What You’ll Learn

This guide will teach you how to safely deploy subgraphs in a federated GraphQL architecture. We’ll start with the basics and build up to advanced deployment strategies, focusing on preventing production issues and maintaining system reliability.

Federation Basics

Understanding the core components and how they work together

Safety First

Schema validation and preventing breaking changes

Deployment Strategies

From simple deployments to advanced canary releases

Production Ready

Monitoring, rollbacks, and operational best practices


Understanding Federation Basics

Before diving into deployment strategies, let’s understand what we’re working with. GraphQL Federation allows you to split your API into independent services (subgraphs) while presenting a single, unified API to clients.

The Key Players

Why This Matters for Deployment

Unlike deploying a single service, federated GraphQL requires coordination. When you change a subgraph:

  1. Schema compatibility - Your changes must work with other subgraphs
  2. Timing matters - Deploy code first, then publish the schema
  3. Router updates - The router needs the new schema to route correctly
  4. Rollback complexity - Issues can affect the entire graph

The Foundation: Schema Safety

Most production issues in federated GraphQL come from schema problems. Before learning deployment strategies, you need to master schema safety.

The Critical Rule: Validate Before Deploy

Never deploy schema changes without validation. The wgc subgraph check command is your first line of defense.
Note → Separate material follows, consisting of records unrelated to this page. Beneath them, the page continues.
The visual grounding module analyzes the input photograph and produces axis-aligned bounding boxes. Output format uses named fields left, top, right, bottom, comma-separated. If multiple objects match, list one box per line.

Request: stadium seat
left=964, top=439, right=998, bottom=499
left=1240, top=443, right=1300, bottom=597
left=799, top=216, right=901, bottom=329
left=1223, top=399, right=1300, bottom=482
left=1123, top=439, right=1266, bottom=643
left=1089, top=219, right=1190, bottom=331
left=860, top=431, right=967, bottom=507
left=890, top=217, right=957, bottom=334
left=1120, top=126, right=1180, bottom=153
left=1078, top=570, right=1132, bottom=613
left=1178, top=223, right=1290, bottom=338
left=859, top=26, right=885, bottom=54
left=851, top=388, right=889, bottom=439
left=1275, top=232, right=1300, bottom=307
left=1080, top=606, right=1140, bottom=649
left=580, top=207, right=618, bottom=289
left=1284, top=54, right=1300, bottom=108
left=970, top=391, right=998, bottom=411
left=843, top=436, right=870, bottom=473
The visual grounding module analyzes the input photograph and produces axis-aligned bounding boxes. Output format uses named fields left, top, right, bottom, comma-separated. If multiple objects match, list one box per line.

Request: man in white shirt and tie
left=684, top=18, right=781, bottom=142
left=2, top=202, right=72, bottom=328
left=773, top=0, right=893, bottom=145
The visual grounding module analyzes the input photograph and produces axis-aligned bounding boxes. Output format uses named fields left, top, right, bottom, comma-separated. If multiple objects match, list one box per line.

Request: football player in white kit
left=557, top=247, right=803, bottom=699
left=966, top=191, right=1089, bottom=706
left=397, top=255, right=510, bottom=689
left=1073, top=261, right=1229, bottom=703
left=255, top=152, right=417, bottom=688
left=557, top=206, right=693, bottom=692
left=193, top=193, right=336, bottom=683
# Always run this before deploying
wgc subgraph check my-products-subgraph \
  --schema ./schema.graphql \
  --namespace production

What Gets Checked

Breaking Changes

Will this break existing clients?

Removing fields, changing types, or modifying required arguments can break client applications.

Composition Validity

Can schemas merge successfully?

Your schema must combine properly with all other subgraphs to create a valid supergraph.

Operations Analysis

Smart safety checks

Analyzes real client usage data to determine if a “breaking” change is actually safe in practice.

Schema Linting

Enforces best practices

Validates your schema follows GraphQL federation principles and your organization’s conventions.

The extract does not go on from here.